BM’nin 69’uncu Genel Kurulu kapsamında, iklim değişikliklerinin yanı sıra, yerli halkların sorunlarının da tartışılacağı bir konferans düzenleniyor. Dün başlayan ve bugün sonuç bildirgesinin açıklanması beklenen Yerli Halklar Konferası’nda devletler temsil edilirken, yerli halklar sadece ‘uluslararası sivil toplum örgütü (NGO) statüsüyle katılabiliyorlar.

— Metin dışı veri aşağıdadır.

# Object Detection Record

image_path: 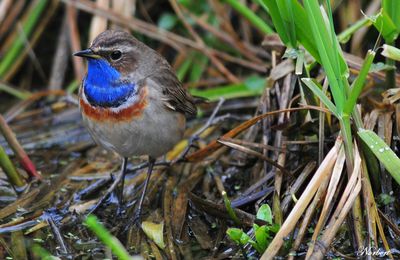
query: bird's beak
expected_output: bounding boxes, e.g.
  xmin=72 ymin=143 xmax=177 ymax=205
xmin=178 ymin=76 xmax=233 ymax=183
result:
xmin=74 ymin=49 xmax=100 ymax=59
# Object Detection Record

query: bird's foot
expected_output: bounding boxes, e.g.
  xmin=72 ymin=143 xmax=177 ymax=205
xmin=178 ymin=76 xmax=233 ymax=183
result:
xmin=131 ymin=209 xmax=142 ymax=227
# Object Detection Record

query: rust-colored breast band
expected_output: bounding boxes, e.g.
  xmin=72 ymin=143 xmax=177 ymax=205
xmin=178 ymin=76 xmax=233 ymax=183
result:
xmin=79 ymin=86 xmax=147 ymax=122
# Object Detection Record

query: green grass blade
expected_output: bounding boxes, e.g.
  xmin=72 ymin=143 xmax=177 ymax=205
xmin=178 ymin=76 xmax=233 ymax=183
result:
xmin=292 ymin=0 xmax=321 ymax=63
xmin=368 ymin=9 xmax=399 ymax=43
xmin=225 ymin=0 xmax=274 ymax=34
xmin=382 ymin=44 xmax=400 ymax=61
xmin=358 ymin=129 xmax=400 ymax=185
xmin=301 ymin=78 xmax=338 ymax=117
xmin=337 ymin=17 xmax=372 ymax=43
xmin=275 ymin=0 xmax=297 ymax=48
xmin=382 ymin=0 xmax=400 ymax=32
xmin=85 ymin=215 xmax=132 ymax=260
xmin=304 ymin=0 xmax=345 ymax=113
xmin=258 ymin=0 xmax=293 ymax=47
xmin=344 ymin=50 xmax=375 ymax=115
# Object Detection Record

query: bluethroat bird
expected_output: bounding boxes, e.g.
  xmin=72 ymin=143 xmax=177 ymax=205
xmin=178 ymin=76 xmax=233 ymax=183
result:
xmin=74 ymin=30 xmax=196 ymax=219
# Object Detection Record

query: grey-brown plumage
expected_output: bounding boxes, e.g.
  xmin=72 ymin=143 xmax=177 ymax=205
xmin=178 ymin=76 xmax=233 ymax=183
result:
xmin=90 ymin=30 xmax=196 ymax=116
xmin=75 ymin=30 xmax=196 ymax=221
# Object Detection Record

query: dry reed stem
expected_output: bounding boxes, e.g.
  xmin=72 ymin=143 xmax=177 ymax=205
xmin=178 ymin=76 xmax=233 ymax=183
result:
xmin=261 ymin=138 xmax=342 ymax=260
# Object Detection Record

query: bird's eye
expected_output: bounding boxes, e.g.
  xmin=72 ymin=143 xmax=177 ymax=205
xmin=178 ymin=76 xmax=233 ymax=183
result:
xmin=110 ymin=51 xmax=122 ymax=60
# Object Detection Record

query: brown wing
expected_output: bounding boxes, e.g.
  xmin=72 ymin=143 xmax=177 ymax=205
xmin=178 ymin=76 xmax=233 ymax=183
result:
xmin=148 ymin=67 xmax=197 ymax=116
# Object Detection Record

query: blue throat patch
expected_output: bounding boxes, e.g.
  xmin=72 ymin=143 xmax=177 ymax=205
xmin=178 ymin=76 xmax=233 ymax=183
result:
xmin=83 ymin=58 xmax=137 ymax=107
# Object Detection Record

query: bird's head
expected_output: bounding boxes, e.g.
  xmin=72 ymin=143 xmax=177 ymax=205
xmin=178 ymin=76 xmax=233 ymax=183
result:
xmin=74 ymin=30 xmax=153 ymax=107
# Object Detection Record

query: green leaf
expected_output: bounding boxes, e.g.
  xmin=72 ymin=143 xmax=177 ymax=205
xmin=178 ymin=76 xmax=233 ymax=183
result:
xmin=258 ymin=0 xmax=290 ymax=45
xmin=256 ymin=204 xmax=272 ymax=224
xmin=382 ymin=44 xmax=400 ymax=61
xmin=240 ymin=232 xmax=253 ymax=245
xmin=255 ymin=226 xmax=270 ymax=252
xmin=382 ymin=0 xmax=400 ymax=32
xmin=337 ymin=17 xmax=372 ymax=43
xmin=378 ymin=193 xmax=395 ymax=205
xmin=142 ymin=221 xmax=165 ymax=249
xmin=358 ymin=129 xmax=400 ymax=185
xmin=226 ymin=228 xmax=243 ymax=244
xmin=304 ymin=0 xmax=347 ymax=113
xmin=85 ymin=215 xmax=132 ymax=260
xmin=301 ymin=78 xmax=339 ymax=117
xmin=158 ymin=13 xmax=178 ymax=30
xmin=368 ymin=9 xmax=399 ymax=42
xmin=269 ymin=223 xmax=281 ymax=234
xmin=344 ymin=50 xmax=375 ymax=114
xmin=369 ymin=62 xmax=396 ymax=73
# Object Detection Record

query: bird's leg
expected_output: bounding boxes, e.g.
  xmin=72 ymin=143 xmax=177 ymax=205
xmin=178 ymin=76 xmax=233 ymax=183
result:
xmin=118 ymin=157 xmax=128 ymax=206
xmin=88 ymin=157 xmax=128 ymax=215
xmin=133 ymin=156 xmax=156 ymax=224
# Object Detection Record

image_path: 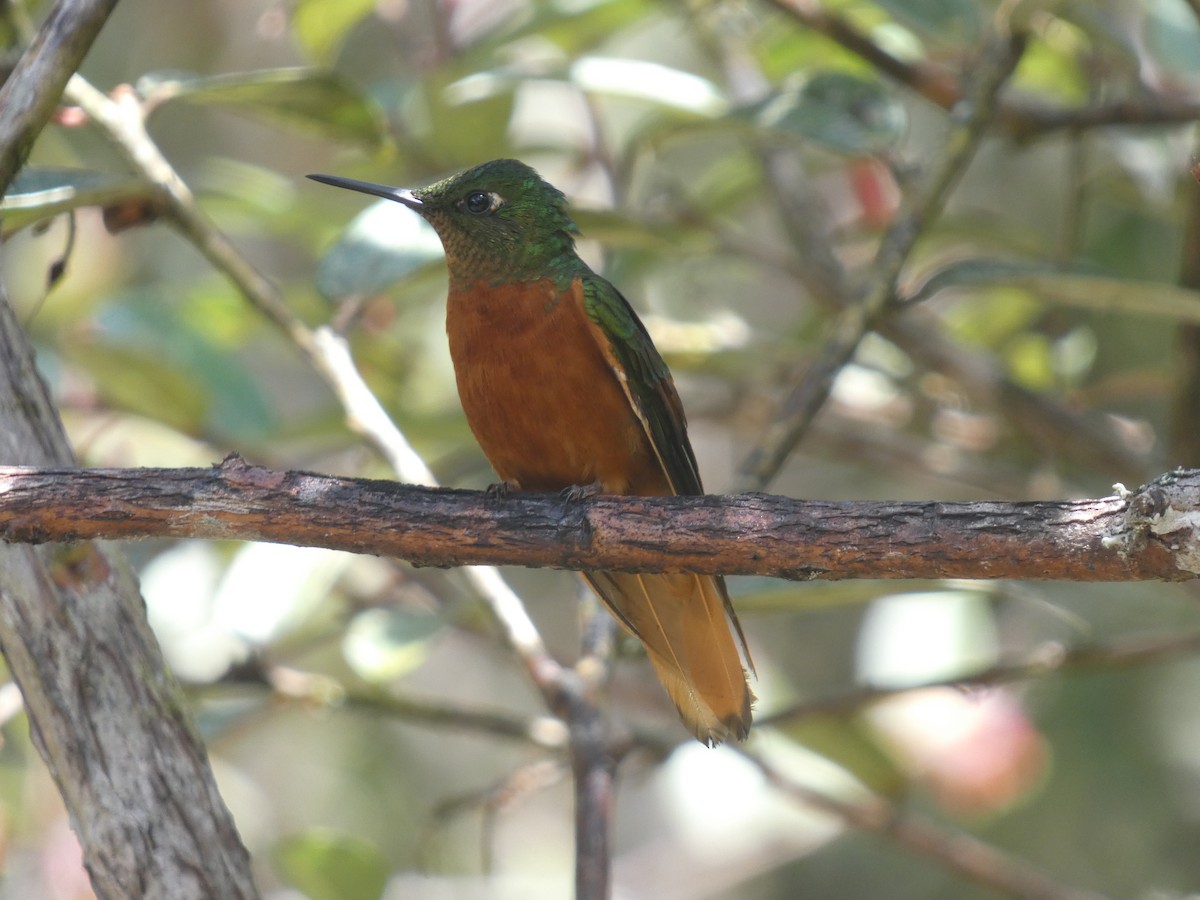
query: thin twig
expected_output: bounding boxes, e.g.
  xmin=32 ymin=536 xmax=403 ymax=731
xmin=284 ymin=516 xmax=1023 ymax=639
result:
xmin=767 ymin=0 xmax=1200 ymax=140
xmin=743 ymin=752 xmax=1102 ymax=900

Önemli bir bölümü Kuzey ve Güney Amerika, Asya ve Avrupa kıtalarında yaşayan yerli halkların sorunlarını çözmek amacıyla 2007 yılında ‘Yerli Halklar Hakları Bildirisi’ yayınlanmış, ancak bu bildiri şu ana kadar sadece 22 ülke tarafından onaylanmış durumda. Yerli halkların on yıllarca süren mücadeleleri sonucu BM Genel Kurulu’nda 4 karşıt oya karşı 143 ülkenin kabul ettiği bildiri, halkların kendi topraklarındaki statüleri, siyasi gelecekleri ile ekonomik, sosyal ve kültürel konularda kendilerinin karar vermelerini öngörüyor.
ZENGİN KAYNAKLARI TALAN ETMEK İÇİN YERLİLERİ DIŞARIDA TUTUYORLAR
Ancak, yerli halkların üzerinde yaşadığı topraklardaki zengin doğal yer altı ve üstü kaynakları, devletlerin bildiriyi parlamentolarında onamalarına engel oluyor. Amerika Birleşik Devletleri (ABD), Kanada, Yeni Zelanda ve Avustralya bildirinin oylanması sırasında ‘ret’ oyu veren devletler olarak dikkat çekmişlerdi.
ABD, Kanada, Çin, Avustralya, Rusya ile Güney Amerika topraklarının yarısının üzerinde hüküm süren Brezilya ve Arjantin yerli haklarına karşı duruşlarıyla dikkat çekiyorlar. Son yıllarda giderek güçlü bir enerji alternatifi haline gelen kaya gazı, başta ABD, Kanada, Avustralya ve Brezilya olmak üzere birçok ülkede yoğun olarak işlenmeye başladı. Kuzey Kürdistan’da da zengin yatakların olduğu bilinen bu gaz çeşidinin işletilmesi genel olarak büyük uluslararası şirketlerce yapılırken, yerli halklar bu üretimden direkt olarak etkileniyorlar.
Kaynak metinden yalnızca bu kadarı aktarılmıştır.